Two ISRIC co-authored articles selected for EJSS Editor’s Choice list

06 Sep 2021


A figure from a paper selected for the EJSS Editor’s Choice List which shows pedometrician images used as pseudo-covariates in a model.

Two articles co-authored by ISRIC – World Soil Information scientists were recently selected for the European Journal of Soil Science Editor’s Choice 2021 list.
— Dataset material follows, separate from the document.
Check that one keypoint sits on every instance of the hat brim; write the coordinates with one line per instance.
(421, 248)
The articles address important and timely digital soil mapping topics related to machine learning:

Alexandre M. J.-C. Wadoux, Alessandro Samuel-Rosa, Laura Poggio, Vera Leatitia Mulder. A note on knowledge discovery and machine learning in digital soil mapping. 2019. European Journal of Soil Science. https://doi.org/10.1111/ejss.12909

Gerard B. M. Heuvelink, Marcos E. Angelini, Laura Poggio, Zhanguo Bai, Niels H. Batjes, Rik van den Bosch, Deborah Bossio, Sergio Estella, Johannes Lehmann, Guillermo F. Olmedo, Jonathan Sanderman. 2020. Machine learning in space and time for modelling soil organic carbon change. European Journal of Soil Science. https://doi.org/10.1111/ejss.12998

These were among the 19 articles on Editor’s Choice list which reflects: “...the variety of papers from around the world that are providing novel insights into the physics, chemistry and biology that underpin soil processes, and are directly applicable to decision-making in the real world.”
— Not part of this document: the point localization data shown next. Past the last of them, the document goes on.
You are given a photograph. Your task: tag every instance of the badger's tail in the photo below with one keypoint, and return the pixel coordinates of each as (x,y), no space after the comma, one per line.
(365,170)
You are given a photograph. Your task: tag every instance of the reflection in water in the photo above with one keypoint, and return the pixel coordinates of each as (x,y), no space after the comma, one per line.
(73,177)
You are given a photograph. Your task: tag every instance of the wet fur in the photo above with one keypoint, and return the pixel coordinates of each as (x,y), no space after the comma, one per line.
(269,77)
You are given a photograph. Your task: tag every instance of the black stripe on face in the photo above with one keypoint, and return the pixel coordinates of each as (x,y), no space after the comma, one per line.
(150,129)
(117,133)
The two ISRIC-authored articles underscore important themes of machine learning discussions within the digital soil mapping.

In “A note on knowledge discovery and machine learning in digital soil mapping,” the authors explain that machine learning needs to be used carefully because you can get very good results using pseudo-covariates, such as images of people’s faces, which are meaningless and not related to soil-forming factors or processes.

In “Machine learning in space and time for modelling soil organic carbon change,” authors show that machine learning algorithms are suitable for mapping spatial and temporal variation in soil organic carbon. But they also point out that uncertainties are large and at the moment too large to detect soil organic carbon stock changes over time at high resolution from a national dataset.

At ISRIC, we continue to work on developing models that improve prediction accuracy and provide more insight into the mechanics behind soil spatial and temporal variation.

Note: Gerard Heuvelink is a Deputy Editor of EJSS but was not involved in the selection of the 19 papers.